Chacun en avait sans doute déjà l’intuition : la dépendance au Smartphone tend à devenir un véritable phénomène de société. En effet, comme le révèle une étude IPSOS réalisée en partenariat avec la SFAM, groupe spécialisé dans les assurances pour mobiles, les smartphones tiennent une place toujours plus importante dans la vie des Français.

Anxiété et addiction

Près de 45% des Français passeraient ainsi entre deux et six heures par jour sur leur précieux téléphone portable. Selon l’étude IPSOS-SFAM, les fonctions privilégiées sont les appels (87%), les photos (56%), les jeux (39%), ou encore les applications de messagerie (33%).

Outre les problèmes que cela peut entraîner sur la vie sociale, familiale, amicale ou encore au travail, cette présence toujours plus importante du smartphone dans nos vies favoriserait des comportements addictifs pouvant mener à des pathologies problématiques. Ainsi, 63% des personnes ayant perdu leur téléphone ont déclaré avoir développé par la suite un sentiment d’anxiété. Dans la mesure où une part toujours plus importante de notre vie privée - et aussi parfois de notre budget - appartient à nos smartphones, et étant donné que seul un quart des utilisateurs dispose d’assurances en cas de perte ou de vol, la peur de voir disparaître notre compagnon numérique devient pour certains pathologique.

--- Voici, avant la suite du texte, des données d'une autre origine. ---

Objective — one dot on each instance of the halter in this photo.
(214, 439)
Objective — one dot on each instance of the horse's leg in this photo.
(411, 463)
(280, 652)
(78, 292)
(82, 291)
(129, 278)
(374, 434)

Le professeur Nicolas Franchitto, chef du service en addictologie au CHU de Toulouse rapporte que certains patients traitent leur téléphone comme un "e-doudou". Et le phénomène a même un nom dédié : la nomophobie. Issu de l’expression britannique « no phone mobile phobie », il renvoie à la peur d’être séparé de son smartphone.

Un enjeu de société

Attention toutefois, si la nomophobie est bien une phobie, ce n'est pas une maladie. Certes, elle a de réelles conséquences sur les gens : certains se sentent tendus lorsqu'ils n'ont pas leur portable, voire ont la boule au ventre, poursuit l’addictologue.

Selon l’étude IPSOS-SFAM, près de 3 milliards de personnes utiliseront un téléphone portable d’ici 2020. Le phénomène est donc mondial et pourrait devenir dans de nombreux pays un véritable problème de santé publique. Parmi les symptômes alarmants, il faut signaler le sentiment de perte de contrôle, la compulsion à vouloir s'en servir, sans prise de recul, sans faire de pause explique le professeur Franchitto, en précisant toutefois que des solutions permettent d’éviter d’être dépassé.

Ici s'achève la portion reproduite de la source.